2003  -  Rives Kistler was the first openly gay male state supreme court justice in the nation.

2006  -  Virginia Linder was the first openly lesbian state supreme court justice.

Earlier Kistler and Linder wrote an amicus brief in opposition to Colorado’s anti-gay Amendment 2 adopted in a 1992 statewide referendum, the same year that Oregon’s anti-gay Measure 9 was defeated. The case was appealed to the US Supreme Court. The reasoning applied in the Oregon amicus brief was used in the majority opinion issued by Justice Anthony Kennedy, which declared Colorado’s law unconstitutional. Kennedy later extended the reasoning from that decision to subsequent cases and similarly invalidated laws banning homosexual conduct, the Defense of Marriage Act, and prohibitions against same-gender marriage.

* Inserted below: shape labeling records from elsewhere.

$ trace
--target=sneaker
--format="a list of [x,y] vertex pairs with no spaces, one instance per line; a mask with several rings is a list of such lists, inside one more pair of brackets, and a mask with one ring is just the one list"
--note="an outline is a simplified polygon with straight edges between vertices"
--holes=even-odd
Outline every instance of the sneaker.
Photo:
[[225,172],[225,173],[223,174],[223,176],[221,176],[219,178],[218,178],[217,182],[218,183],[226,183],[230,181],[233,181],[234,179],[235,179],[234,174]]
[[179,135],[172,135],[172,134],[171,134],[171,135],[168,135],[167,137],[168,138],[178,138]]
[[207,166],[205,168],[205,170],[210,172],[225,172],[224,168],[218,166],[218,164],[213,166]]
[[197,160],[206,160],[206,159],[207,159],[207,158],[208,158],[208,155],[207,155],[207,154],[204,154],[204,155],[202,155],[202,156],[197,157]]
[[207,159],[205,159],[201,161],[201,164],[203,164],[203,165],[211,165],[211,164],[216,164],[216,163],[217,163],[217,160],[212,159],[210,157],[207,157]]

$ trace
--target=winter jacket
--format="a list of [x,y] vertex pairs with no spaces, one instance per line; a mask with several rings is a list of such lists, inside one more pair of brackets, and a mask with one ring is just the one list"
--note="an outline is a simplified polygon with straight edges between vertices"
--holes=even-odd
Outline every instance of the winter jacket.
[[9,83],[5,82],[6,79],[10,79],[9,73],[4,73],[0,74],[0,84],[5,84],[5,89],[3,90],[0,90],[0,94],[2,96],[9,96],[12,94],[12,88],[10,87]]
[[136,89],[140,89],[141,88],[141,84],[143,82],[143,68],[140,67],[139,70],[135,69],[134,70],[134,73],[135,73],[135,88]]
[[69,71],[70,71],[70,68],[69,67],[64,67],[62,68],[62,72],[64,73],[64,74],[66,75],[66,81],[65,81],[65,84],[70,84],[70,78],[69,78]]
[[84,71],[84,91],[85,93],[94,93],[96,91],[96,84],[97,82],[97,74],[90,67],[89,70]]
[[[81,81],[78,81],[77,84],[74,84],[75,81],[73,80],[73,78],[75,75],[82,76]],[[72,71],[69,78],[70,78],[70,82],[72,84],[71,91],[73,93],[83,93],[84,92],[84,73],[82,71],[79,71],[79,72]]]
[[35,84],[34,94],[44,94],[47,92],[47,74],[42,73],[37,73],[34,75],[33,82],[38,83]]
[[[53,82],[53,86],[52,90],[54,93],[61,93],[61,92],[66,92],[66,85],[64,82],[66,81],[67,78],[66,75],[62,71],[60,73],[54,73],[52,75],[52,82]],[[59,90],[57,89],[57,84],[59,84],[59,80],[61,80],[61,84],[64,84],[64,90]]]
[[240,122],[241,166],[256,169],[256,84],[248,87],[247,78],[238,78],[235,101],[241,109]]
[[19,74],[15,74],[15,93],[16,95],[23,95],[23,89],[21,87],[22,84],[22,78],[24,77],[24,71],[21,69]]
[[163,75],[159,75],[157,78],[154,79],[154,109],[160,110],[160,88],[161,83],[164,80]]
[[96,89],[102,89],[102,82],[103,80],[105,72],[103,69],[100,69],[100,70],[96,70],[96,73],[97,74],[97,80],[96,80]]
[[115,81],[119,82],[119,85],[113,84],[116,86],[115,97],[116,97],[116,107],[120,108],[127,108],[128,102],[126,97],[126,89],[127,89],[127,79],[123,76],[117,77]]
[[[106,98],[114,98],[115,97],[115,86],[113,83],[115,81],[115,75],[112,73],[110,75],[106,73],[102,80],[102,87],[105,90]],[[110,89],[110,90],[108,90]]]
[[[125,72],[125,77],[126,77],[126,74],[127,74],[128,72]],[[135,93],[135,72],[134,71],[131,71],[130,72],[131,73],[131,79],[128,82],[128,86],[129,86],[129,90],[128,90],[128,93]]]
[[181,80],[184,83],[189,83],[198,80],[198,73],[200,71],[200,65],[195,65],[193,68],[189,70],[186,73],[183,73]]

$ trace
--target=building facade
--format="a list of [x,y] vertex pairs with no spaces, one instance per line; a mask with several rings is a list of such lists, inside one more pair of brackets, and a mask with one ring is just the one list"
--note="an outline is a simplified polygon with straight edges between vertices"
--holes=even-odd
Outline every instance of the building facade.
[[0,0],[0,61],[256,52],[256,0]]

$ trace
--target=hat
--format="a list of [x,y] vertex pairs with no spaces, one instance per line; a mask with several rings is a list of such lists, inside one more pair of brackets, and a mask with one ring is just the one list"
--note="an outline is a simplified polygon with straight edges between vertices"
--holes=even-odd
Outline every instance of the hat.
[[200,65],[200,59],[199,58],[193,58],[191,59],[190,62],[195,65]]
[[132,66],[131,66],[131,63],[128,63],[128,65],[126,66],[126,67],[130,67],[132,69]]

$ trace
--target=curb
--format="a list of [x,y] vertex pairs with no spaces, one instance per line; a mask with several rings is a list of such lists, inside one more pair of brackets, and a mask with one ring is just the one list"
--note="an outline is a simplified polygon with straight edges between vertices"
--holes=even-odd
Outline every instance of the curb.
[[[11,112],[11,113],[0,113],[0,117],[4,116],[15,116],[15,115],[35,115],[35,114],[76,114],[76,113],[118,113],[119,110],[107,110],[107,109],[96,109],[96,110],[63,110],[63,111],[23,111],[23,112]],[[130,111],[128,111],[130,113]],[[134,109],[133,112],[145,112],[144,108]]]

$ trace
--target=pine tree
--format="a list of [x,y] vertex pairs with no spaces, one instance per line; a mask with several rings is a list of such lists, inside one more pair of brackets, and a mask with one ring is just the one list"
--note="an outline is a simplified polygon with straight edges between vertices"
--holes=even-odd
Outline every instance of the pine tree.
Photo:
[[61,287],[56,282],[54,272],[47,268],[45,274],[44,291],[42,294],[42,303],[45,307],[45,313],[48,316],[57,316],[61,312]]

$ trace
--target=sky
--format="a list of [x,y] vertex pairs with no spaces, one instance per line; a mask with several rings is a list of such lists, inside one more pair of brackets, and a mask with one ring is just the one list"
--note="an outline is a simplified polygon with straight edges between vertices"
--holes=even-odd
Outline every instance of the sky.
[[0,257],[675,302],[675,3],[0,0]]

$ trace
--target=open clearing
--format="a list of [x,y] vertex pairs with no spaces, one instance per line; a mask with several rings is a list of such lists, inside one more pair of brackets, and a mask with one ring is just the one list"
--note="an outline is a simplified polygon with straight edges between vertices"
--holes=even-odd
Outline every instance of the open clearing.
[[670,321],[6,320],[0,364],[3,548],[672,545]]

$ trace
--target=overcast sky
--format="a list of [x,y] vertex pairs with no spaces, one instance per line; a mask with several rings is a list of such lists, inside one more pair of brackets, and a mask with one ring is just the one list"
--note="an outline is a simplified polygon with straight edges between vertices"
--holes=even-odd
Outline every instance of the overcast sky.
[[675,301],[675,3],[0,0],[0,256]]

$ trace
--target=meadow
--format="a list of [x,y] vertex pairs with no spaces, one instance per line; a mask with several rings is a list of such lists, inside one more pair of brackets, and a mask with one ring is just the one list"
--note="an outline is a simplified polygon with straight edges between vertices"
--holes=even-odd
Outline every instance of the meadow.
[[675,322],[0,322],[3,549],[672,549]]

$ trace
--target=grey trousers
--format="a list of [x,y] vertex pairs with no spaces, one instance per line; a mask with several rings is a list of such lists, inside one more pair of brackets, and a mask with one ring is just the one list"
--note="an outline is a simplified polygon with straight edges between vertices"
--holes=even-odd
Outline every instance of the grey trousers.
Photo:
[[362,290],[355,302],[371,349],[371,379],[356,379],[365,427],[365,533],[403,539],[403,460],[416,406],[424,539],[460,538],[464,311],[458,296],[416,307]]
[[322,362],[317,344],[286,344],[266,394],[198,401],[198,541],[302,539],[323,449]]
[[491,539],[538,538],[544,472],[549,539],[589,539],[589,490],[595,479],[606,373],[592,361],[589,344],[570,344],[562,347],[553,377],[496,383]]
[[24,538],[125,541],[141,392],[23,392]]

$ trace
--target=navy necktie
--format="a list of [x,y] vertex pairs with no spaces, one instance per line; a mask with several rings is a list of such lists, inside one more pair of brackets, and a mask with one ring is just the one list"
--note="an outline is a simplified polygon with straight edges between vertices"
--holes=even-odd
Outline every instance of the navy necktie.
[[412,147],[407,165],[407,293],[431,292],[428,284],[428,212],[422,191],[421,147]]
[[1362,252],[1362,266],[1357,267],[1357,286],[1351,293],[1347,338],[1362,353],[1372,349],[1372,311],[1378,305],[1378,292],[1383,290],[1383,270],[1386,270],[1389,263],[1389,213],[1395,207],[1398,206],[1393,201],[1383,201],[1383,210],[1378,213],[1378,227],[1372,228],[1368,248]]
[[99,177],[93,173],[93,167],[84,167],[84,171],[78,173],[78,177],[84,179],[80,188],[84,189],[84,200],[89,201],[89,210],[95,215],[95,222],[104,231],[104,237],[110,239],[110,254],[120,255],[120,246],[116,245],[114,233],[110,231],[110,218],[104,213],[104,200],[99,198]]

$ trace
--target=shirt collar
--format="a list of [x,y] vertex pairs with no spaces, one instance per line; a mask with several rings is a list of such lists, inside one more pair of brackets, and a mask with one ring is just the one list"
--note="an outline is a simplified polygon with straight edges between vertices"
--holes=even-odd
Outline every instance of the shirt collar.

2008  -  Portland was the first of the nation’s 40 largest cities to elect an openly LGBTQ mayor, Sam Adams.

2009  -  African American mother Antoinette Edwards founded PFLAG Portland Black Chapter, the first PFLAG group in the country created by and for the Black community.

2013  -  State Representative Tina Kotek was the first openly lesbian woman to head a state legislative chamber when she became Oregon House Speaker.

2016  -  Oregon was the first state to elect an openly LGBTQ governor, Kate Brown, who had long identified as bisexual.

We Oregonians have a right to be out and proud.